Wealthy business owners transferring ownership stakes to their children will soon see a bigger tax hit, if new IRS estate-tax rules take effect.
We asked financial advisors what impact these changes might have, and who will be affected.
First, a little background: Last month the U.S. Department of the Treasury proposed curtailing so-called valuation discounts on transfers of business interests among family members in closely held firms. These discounts were often used to keep transfers under a $10.9 million lifetime estate-tax exemption for married couples, thus lowering the tax on transferred wealth from one family member to another, for example a parent to a child.
Valuation discounts have long reflected the notion that the value of a minority interest in a family-owned company is somewhat less than its face value, because minority shareholders often have limited influence over a company’s operations and limited ability to sell or liquidate their stakes, for example. The government proposal would largely do away with that discount on transferred business stakes.

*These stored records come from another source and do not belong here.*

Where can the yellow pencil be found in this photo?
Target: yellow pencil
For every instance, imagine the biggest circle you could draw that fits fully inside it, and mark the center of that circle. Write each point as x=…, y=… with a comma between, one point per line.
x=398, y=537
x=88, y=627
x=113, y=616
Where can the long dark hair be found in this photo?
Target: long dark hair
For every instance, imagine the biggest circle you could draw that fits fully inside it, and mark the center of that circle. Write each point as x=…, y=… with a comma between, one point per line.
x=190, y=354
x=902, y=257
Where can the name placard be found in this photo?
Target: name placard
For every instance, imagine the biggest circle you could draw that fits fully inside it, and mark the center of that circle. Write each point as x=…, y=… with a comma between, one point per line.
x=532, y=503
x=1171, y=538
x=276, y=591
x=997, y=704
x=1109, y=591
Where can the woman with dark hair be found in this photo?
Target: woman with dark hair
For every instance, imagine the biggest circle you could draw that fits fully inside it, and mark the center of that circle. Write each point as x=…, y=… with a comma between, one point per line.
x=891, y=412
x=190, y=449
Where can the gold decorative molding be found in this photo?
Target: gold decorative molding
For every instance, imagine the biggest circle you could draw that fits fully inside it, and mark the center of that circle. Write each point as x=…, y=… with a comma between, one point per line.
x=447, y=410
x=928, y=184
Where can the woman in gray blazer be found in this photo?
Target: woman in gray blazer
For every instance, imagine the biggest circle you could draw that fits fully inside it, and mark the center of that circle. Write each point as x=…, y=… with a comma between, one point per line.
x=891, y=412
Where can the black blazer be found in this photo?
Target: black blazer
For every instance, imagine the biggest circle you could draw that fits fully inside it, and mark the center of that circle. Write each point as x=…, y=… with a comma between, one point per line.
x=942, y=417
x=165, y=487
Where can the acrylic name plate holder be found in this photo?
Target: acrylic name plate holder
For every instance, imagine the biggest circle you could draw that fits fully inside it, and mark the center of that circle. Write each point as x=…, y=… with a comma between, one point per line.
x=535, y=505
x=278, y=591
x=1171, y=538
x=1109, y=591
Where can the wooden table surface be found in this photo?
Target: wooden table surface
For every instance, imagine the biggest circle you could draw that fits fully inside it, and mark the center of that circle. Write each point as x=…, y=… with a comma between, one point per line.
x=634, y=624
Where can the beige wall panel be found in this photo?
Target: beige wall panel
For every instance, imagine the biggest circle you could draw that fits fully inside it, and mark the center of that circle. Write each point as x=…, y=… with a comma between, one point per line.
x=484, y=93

A public hearing on the issue is scheduled for Dec. 1, and new regulations could be in place in early 2017.
Who would be affected if this proposal were enacted?

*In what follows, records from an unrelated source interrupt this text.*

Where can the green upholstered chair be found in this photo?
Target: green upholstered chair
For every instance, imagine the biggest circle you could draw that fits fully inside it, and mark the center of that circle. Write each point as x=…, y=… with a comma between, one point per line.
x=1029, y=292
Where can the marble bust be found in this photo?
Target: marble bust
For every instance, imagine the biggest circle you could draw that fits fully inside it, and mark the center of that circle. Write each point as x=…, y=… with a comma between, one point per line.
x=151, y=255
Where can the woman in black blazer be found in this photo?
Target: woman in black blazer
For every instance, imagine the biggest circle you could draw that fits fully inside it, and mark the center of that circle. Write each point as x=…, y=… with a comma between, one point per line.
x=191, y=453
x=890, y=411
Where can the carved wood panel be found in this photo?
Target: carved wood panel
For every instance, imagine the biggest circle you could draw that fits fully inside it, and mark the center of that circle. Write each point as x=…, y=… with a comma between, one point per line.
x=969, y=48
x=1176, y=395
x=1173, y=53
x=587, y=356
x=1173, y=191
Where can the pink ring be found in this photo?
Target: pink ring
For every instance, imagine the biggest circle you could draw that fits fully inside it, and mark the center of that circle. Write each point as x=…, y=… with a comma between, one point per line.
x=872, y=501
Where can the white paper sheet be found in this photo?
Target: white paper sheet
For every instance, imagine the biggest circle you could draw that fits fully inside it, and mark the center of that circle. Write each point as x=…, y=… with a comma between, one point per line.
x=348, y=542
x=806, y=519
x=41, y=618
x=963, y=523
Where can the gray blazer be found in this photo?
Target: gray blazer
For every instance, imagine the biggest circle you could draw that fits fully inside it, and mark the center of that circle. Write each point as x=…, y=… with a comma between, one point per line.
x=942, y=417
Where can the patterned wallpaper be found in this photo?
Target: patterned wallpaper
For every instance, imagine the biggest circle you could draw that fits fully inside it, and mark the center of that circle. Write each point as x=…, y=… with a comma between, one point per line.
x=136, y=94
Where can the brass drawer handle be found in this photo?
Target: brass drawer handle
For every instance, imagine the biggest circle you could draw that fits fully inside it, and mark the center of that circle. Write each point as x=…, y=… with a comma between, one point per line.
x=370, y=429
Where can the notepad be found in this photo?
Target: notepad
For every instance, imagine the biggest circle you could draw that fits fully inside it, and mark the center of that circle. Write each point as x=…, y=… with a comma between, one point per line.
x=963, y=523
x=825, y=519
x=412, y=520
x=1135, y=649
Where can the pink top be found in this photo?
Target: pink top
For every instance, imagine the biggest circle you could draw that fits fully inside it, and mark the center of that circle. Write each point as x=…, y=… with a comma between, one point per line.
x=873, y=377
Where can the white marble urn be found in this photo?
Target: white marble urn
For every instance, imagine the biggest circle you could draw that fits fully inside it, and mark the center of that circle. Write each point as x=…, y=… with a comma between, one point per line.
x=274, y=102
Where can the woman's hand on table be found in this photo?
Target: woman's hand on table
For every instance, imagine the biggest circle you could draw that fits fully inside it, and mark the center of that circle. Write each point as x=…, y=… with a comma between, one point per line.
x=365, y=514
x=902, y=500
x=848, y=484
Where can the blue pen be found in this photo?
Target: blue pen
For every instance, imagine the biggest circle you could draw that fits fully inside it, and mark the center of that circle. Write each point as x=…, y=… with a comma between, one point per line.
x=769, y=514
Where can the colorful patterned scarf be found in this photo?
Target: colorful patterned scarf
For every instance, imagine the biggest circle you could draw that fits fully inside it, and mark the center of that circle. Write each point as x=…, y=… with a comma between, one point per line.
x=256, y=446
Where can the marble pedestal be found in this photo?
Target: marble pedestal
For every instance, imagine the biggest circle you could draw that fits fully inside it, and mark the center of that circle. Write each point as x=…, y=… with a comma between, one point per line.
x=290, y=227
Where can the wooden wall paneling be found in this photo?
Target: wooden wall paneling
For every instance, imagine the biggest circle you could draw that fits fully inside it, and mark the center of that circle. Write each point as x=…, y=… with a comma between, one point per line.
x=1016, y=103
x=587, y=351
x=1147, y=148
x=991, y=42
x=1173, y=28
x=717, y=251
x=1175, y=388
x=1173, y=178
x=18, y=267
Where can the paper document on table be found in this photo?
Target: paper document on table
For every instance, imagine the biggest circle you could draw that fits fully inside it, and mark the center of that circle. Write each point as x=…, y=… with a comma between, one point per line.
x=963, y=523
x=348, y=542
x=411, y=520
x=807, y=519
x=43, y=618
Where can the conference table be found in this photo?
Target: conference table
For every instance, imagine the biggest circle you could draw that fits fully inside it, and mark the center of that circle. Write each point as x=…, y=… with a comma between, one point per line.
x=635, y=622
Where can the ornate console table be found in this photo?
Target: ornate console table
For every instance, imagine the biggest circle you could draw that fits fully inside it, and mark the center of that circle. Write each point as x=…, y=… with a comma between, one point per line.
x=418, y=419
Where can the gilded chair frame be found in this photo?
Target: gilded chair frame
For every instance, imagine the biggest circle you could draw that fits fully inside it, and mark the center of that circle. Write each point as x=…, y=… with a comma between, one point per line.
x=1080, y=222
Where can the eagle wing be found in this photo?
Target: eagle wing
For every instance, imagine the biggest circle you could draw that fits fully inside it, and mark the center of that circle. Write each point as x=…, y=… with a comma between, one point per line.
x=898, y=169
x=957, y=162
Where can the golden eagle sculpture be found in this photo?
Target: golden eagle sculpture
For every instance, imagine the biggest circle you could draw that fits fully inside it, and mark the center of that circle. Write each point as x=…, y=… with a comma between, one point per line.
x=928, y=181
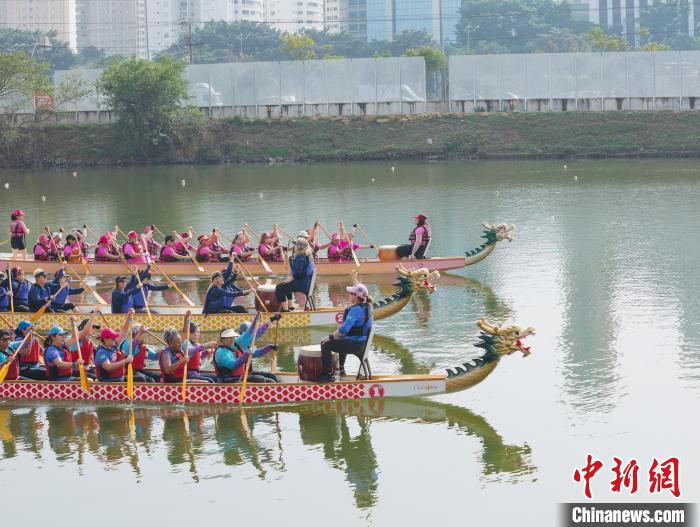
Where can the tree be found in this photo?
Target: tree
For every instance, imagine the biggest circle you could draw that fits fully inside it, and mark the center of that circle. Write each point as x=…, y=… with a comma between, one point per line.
x=146, y=96
x=298, y=46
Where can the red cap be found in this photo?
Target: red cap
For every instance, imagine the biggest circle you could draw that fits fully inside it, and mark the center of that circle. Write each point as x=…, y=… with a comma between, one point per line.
x=108, y=333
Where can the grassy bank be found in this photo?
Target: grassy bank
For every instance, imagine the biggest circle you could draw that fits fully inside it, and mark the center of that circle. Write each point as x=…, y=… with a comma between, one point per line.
x=474, y=136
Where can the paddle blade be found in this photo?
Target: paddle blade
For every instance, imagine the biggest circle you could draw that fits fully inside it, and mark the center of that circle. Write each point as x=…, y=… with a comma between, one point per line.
x=130, y=382
x=3, y=371
x=84, y=383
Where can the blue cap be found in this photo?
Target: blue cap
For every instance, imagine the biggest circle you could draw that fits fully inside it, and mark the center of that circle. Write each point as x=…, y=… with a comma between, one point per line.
x=57, y=331
x=24, y=324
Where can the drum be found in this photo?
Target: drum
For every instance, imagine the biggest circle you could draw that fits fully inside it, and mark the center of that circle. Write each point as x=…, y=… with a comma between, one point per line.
x=387, y=252
x=309, y=364
x=266, y=292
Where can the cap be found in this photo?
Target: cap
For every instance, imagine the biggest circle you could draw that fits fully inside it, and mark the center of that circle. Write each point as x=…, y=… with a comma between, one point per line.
x=57, y=331
x=360, y=290
x=228, y=333
x=24, y=324
x=108, y=333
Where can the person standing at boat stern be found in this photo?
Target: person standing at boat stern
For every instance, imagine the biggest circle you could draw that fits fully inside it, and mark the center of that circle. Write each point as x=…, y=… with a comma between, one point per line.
x=351, y=337
x=302, y=266
x=418, y=240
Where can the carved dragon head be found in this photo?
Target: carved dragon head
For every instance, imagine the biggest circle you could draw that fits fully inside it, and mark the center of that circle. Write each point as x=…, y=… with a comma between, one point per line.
x=418, y=279
x=503, y=340
x=497, y=232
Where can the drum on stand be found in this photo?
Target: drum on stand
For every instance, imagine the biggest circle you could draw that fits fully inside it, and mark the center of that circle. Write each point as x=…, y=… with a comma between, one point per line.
x=266, y=292
x=387, y=252
x=310, y=365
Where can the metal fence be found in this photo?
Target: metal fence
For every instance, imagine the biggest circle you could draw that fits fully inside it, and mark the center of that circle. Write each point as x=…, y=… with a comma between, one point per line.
x=647, y=75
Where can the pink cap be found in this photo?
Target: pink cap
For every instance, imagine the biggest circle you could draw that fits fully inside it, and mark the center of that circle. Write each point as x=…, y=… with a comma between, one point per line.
x=360, y=290
x=108, y=333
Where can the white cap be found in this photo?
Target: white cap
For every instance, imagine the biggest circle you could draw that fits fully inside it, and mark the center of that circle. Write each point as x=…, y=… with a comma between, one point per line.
x=360, y=290
x=228, y=333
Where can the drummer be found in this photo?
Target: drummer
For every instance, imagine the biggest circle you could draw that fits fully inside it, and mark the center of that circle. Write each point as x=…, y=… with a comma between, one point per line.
x=302, y=266
x=232, y=354
x=418, y=240
x=351, y=337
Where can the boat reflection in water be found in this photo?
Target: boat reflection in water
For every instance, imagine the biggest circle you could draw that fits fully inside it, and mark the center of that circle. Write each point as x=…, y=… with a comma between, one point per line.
x=198, y=440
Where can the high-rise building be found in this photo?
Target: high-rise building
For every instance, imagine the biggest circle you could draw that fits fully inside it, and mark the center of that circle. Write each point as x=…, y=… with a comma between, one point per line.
x=42, y=15
x=118, y=27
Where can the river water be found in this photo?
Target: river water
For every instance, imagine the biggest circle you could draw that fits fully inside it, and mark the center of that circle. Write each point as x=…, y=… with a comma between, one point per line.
x=604, y=266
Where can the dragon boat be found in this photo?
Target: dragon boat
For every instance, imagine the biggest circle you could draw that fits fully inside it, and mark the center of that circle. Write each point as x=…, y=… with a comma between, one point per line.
x=368, y=266
x=408, y=282
x=496, y=341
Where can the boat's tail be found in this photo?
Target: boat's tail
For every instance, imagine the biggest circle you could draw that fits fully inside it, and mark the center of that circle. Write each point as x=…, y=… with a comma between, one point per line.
x=497, y=341
x=492, y=235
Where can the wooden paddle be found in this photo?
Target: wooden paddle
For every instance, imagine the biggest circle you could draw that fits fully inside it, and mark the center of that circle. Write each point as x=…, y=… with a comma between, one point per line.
x=99, y=299
x=84, y=383
x=184, y=245
x=6, y=366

Forrest Baumhover: This proposal is specifically targeting high-net-worth families with family businesses.
What is an example of how this works and how it might change?

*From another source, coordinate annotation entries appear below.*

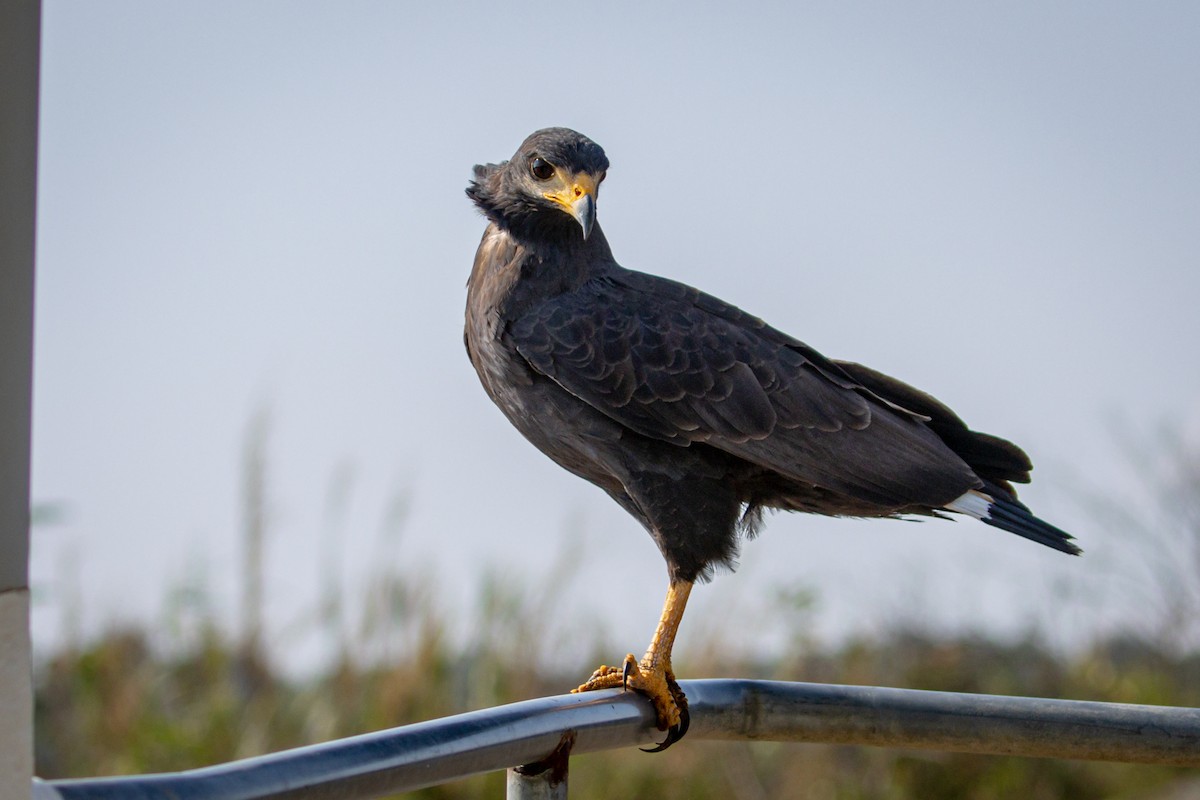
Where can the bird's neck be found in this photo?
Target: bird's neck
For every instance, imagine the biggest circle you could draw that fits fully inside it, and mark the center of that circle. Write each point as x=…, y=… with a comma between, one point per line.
x=520, y=271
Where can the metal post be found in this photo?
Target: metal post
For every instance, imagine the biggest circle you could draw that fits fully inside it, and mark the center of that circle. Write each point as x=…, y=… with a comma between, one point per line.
x=19, y=49
x=545, y=780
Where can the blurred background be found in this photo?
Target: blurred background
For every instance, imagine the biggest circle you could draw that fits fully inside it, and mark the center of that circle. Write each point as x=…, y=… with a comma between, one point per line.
x=262, y=461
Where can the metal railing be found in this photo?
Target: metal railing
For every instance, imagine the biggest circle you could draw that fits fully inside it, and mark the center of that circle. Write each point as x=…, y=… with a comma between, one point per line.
x=543, y=734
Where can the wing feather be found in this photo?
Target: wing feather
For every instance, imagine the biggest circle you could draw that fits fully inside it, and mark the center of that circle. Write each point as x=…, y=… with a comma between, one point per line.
x=679, y=366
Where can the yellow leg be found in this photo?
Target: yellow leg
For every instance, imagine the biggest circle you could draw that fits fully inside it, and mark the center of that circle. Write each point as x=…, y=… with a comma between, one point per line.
x=653, y=675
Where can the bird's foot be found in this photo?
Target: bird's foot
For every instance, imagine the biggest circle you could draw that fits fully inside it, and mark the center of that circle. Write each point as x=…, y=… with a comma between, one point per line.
x=654, y=681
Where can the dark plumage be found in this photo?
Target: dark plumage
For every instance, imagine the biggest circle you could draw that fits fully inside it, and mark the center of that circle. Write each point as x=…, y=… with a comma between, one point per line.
x=690, y=413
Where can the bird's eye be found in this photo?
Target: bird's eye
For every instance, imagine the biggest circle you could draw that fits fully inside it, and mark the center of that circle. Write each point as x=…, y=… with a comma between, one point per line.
x=541, y=169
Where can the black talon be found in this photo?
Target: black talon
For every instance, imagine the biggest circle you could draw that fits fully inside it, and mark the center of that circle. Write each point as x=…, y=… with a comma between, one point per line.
x=676, y=732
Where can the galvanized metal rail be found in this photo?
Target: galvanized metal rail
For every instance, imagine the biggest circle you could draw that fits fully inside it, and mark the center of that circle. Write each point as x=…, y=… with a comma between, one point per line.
x=543, y=733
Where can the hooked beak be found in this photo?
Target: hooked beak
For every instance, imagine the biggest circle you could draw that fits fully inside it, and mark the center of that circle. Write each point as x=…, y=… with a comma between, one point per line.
x=585, y=212
x=577, y=197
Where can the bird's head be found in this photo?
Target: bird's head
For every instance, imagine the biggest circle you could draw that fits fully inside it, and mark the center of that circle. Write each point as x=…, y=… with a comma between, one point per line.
x=547, y=190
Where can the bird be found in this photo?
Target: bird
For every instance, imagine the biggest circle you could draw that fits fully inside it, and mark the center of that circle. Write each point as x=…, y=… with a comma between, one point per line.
x=694, y=415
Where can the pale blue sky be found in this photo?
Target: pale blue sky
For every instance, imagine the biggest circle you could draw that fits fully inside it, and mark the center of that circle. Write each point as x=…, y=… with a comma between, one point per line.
x=247, y=204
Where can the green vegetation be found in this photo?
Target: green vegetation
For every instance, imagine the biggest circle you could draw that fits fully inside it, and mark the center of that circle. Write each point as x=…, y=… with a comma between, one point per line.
x=191, y=695
x=121, y=707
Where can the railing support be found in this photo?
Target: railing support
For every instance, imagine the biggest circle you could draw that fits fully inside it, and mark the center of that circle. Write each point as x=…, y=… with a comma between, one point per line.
x=545, y=780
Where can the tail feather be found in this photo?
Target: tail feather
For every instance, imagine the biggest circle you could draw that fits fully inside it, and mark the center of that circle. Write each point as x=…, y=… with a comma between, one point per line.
x=1000, y=510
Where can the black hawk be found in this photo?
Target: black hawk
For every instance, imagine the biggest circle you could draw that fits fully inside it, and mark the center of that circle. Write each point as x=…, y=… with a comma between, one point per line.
x=691, y=414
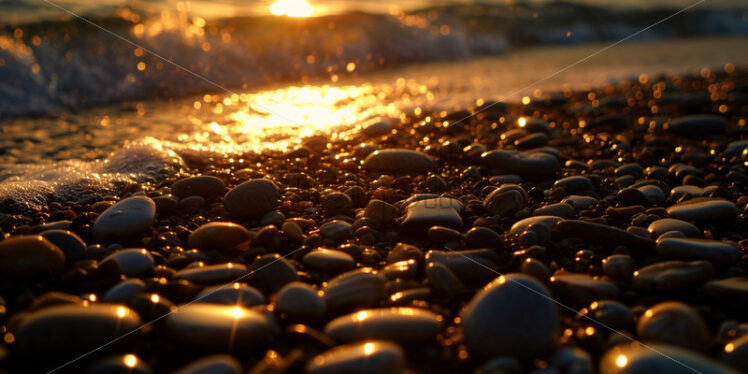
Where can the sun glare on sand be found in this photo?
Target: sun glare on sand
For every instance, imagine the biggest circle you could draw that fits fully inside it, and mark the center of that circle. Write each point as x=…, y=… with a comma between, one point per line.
x=291, y=8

Larry Weiss: Let’s say a married couple owns a business that is valued at $30 million. If they wanted to transfer a collective 40% stake in the company to their child, that would represent a $12 million stake, well above the $10.9 million exemption for married couples. However, the valuation discount could bring the value of the transfer under $10.9 million, meaning the couple wouldn’t have to pay the estate tax, which currently has a top rate of 40%. If the new regulations pass, the value could not be discounted this way and the full estate tax would have to be paid.
What guidance would you give clients who were affected?
Larry Weiss: This new proposal is an opportunity to meet with your clients and to discuss with them their estate planning goals. If your goal is to continue a family business, I would look at gifting in the current year rather than waiting for a future time when these planning discounts might not be available.
Forrest Baumhover: I would advise my clients to stay tuned, keep their legal documents up to date, but not to panic. Also keep in mind that the estate tax could undergo changes beyond this proposal. Democratic presidential candidate Hillary Clinton has proposed lowering the estate tax exemption and raising the maximum estate and gift tax from 40% to 45%, while Republican candidate Donald Trump has proposed eliminating the tax altogether.
For people who are not wealthy business owners, what is the most important thing to keep in mind about estate planning?
Forrest Baumhover: The most important thing for any consumer is to make sure your estate planning documents accurately reflect your intentions. Too many people pass away with dated documents that clearly do not reflect their interests. For example, divorce and remarriage can cause one’s estate to go to an unintended beneficiary if the estate planning documents aren’t up to date.
Larry Weiss: For many individuals, estate planning is about control. Are you ready to share or give up control of a family business? If you plan today, you will be able to greatly reduce potential estate taxes in the future, which would benefit your heirs substantially. The key factor is, “Are you willing to share or delegate the decision-making process to other family members?”
For many parents or business founders, the ability to step away from the decision-making process can be a far greater hurdle than the threat of estate taxes. Good planning can help reduce the tax burden, but for many the decision is emotional rather than logical.